Lalu, pada 11 September 2019, warga Urut Sewu melalui Ketua Forum Petani Paguyuban Kebumen Selatan (FPPKS), Seniman Marto Dikromo berkirim surat kepada Pengurus Besar Nahdlatul Ulama (PBNU) dan Seluruh Warga Nahdliyin. Isi surat itu, dipungkasi dengan:
“Mohon supaya dapat sekiranya membantu kami para warga NU yang lemah ini agar dapat segera menyelesaikan permasalahan tersebut.Dan kepada seluruh warga Nahdliyin untuk turut mendukung dan mendoakan perjuangan kami agar tanah tempat kami menggantungkan hidup tidak dirampas oleh siapa pun.”
Saya pikir RUU TNI tak berkaitan langsung dengan contoh kasus (Urut Sewu) di atas.
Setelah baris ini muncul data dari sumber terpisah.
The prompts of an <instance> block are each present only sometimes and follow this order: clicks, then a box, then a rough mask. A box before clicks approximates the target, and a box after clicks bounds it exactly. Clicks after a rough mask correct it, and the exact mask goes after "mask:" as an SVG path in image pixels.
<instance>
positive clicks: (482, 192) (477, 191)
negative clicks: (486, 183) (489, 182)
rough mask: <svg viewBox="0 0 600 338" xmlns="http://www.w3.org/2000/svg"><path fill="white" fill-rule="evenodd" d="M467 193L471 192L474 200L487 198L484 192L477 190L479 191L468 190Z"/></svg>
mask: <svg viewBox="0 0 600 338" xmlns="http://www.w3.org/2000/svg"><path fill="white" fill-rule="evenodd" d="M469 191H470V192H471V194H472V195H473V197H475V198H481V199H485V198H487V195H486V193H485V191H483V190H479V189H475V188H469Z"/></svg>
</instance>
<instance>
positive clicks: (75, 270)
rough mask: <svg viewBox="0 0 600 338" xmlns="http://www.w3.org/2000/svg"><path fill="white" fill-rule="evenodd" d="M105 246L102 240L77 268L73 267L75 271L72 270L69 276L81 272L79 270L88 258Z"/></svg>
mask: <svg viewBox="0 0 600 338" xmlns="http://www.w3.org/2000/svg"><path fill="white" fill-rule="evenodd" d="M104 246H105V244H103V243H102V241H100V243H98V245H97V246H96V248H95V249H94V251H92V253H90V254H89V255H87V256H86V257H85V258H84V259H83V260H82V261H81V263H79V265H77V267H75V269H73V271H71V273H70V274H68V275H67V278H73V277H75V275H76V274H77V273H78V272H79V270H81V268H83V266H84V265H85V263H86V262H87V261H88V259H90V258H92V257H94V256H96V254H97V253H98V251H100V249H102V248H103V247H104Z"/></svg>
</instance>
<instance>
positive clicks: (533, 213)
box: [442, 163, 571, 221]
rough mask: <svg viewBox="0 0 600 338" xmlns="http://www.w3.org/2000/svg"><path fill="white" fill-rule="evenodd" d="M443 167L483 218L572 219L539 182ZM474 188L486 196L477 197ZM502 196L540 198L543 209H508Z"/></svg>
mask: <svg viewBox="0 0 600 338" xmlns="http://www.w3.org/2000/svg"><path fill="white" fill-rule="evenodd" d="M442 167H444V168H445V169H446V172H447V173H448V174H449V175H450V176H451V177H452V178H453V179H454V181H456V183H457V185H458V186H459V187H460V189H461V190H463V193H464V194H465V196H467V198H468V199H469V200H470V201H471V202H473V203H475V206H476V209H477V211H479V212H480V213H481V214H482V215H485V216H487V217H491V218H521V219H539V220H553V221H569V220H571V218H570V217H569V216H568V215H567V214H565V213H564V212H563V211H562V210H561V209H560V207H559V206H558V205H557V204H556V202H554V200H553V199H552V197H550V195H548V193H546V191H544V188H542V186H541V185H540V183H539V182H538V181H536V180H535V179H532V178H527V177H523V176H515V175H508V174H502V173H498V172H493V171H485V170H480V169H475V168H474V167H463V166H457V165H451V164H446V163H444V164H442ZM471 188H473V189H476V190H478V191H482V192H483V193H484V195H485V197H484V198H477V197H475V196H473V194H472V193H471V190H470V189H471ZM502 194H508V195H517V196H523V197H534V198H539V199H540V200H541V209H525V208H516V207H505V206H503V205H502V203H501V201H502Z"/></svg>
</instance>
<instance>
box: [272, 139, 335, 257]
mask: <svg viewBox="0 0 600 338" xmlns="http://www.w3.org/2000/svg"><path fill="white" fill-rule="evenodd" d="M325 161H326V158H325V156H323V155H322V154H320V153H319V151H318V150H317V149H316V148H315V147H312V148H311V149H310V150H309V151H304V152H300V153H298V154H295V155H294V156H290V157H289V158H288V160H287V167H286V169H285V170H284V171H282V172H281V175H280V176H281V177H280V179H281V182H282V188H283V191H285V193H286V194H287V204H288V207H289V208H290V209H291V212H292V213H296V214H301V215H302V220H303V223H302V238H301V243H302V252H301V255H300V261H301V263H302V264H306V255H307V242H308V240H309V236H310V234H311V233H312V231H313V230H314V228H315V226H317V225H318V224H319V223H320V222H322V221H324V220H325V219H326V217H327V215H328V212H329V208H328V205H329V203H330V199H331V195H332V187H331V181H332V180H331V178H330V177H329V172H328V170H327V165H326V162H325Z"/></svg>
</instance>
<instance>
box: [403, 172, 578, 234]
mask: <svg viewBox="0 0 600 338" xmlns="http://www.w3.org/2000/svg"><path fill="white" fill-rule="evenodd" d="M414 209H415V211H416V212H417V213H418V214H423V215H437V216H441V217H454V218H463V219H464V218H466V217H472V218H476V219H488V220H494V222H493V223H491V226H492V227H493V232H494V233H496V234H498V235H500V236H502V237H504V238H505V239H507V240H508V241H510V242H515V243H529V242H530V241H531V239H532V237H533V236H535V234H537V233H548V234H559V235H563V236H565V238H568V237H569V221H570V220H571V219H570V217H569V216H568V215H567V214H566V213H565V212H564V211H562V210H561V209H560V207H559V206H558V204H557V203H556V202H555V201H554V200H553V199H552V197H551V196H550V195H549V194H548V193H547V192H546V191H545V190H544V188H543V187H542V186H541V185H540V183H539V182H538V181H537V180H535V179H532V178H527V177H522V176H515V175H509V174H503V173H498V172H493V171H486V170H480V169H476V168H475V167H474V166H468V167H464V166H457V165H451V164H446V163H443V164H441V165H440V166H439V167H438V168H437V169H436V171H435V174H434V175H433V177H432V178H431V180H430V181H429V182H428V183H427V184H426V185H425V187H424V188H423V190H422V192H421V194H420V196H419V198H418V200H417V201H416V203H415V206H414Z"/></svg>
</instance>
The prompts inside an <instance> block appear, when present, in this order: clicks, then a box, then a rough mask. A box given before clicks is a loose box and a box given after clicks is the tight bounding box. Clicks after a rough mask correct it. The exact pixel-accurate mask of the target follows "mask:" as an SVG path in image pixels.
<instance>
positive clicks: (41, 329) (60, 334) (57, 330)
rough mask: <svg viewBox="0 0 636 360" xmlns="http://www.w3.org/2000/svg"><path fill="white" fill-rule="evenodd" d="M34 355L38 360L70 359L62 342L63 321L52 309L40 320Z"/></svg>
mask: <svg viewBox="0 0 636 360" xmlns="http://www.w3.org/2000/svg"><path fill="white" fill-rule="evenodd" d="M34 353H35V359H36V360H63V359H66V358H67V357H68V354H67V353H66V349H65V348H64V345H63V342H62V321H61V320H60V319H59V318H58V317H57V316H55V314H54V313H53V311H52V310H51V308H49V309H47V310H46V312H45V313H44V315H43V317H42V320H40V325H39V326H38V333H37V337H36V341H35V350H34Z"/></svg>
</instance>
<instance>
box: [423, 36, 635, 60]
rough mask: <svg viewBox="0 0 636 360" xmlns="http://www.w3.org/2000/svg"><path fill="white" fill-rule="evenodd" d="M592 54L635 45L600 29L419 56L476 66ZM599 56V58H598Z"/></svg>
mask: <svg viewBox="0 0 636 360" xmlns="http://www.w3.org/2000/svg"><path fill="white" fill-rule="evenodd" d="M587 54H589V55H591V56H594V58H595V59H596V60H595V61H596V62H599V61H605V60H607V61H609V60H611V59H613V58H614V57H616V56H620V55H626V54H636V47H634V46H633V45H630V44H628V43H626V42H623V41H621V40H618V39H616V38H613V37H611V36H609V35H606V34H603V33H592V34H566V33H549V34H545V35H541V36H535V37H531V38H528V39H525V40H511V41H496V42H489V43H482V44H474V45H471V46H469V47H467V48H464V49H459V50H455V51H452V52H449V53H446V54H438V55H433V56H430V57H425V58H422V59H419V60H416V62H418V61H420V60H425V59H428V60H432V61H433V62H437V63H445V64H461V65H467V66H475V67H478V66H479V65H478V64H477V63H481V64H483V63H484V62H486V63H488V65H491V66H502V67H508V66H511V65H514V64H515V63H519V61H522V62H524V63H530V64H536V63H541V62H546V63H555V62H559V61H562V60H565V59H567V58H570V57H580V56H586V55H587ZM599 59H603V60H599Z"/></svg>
Pertanyannnya, andaikata suatu saat nanti ada warga Nahdliyin yang akan berkonflik dengan militer. Lantas, jika kekhawatiran itu terjadi, menurut Anda, siapa yang harus bertanggungjawab, wahai sahabatku?
Anda Tidak Sedang Mengigau, Kan?
Karena itu, apakah fakta-fakta dan narasi dan penolakan di atas kurang sebagai alasan untuk jadi sandaran (Anda) rakyat Indonesia yang menolak RUU TNI? Apakah salah jika rakyat melakukan kritik kepada Pemerintah?
Yang tak kalah penting, Anda juga bisa lihat atau ingat-ingat lagi, pidato Gus Dur di Muktamar NU ke-30 yang dengan bijak dan tegasnya blio mendukung rakyat (-warga NU) yang mengkritik dan mengontrol jalannya pemerintahan.
Sahabatku Addin, Anda tidak sedang tidur-saat melontarkan pernyataan itu- lalu mimpi “war takjil” dan kesiangan, sehingga lupa bangun untuk sahur, kan? Atau Anda baru bangun, tapi setengah sadar lalu mengigau “RUU TNI sejalan dengan reformasi 1998”? Benarkah begitu?
Ilustrasi: Surat Terbuka untuk Ketua Umum GP Ansor yang Bilang RUU TNI Sejalan dengan Semangat Reformasi.
*Pemuda biasa yang lahir dan besar di lingkungan Nahdlatul Ulama.